This is a discussion on MTTs-What are things to know? within the online poker forums, in the Learning Poker section; I have found that I prefer MTTs over cash games and really want to focus more on them. I would like to hear from you
1. Do not aim to save the starting stack.
MTT is a marathon, which is played for hours before it gets into the money, and at the final table the size of the starting stack will be equal to one big blind. Consequently, it is not necessary to tie the size of the starting stack to the real cost of participation in the tournament. Because of this, you should play more relaxed at the very beginning of the tournament so that your decisions do not depend on the idea that the cost of one chip is tied in some way to the value of the buy-in. Only in the later stages of the tournament, when ICM enters, is it time to think about the cash value of your stack and how it will affect your strategy.
2. Play to win
This advice is closely related to the previous one, but is applied even at the later stages of the tournament. The prize payout structure in MTT is built in such a way that the largest payouts are received by players at the final table and higher due to those players who barely survived the bubble. The main goal is to maximize the number of hits among the best finalists, even in cases where the difference in prizes is insignificant.
The use of any, even a small, advantage, putting pressure in small spots helps to build a large stack, and this is already a reserve for deep-wound. In other words, the more profitable we play, the greater the chance of getting into the top finalists.
3. Exploit, but do not overdo it
Since the field in tournaments is weaker than in other disciplines, you need to exploit the game of your opponent when necessary. For example, you can exploit a tight opponent in the blinds, opening up a wide range of hands, especially from late position. Or, another example, you can adjust the beta range by including more value-hands and less bluffing against the loose “phone”.
There are no two identical tournaments, so in each case you need to determine how to adapt to the player and which weaknesses you should push. Nevertheless, it is important to remember that by exploiting the game of the opponent, our game loses its balance, and we can also be exploited. These are two sides of the same coin. Therefore, it is important to remember about the adjustment of your game style in the case when you exploit your opponent's game.
If you have few chips left by the end, try to stay in the game, successfully playing a very strong hand. Such as the highest pocket pair or AK / AQ. If you are the chip leader (you have the most chips), play aggressively and steal the blinds from opponents.

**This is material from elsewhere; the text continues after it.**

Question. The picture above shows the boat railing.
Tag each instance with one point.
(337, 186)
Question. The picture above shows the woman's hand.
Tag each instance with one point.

In this way, you can retain your superiority and win the entire tournament.
If this is an early stage tournament, take small bets and raise with a pocket pair. So you can get rid of some players on the flop.
Remember that suited masks reduce the rate of return, because players often play with a shot stack even at the start of a tournament. Even if your bundle worked, you hardly get a lot of money from your opponents in relation to the bank. With these hands, it is worth taking or betting only at the beginning of the tournament.
Remember to take notes on the players you are playing against. As you will often meet the same people, if you constantly play single-buy tournaments with the same buy-in.
Congratulations on figuring out what you enjoy. Everyone has to find the path that works well for them. I sometimes cannot devote the 2 to 5 hours needed for mtt's , so find myself playing ring games more often than not.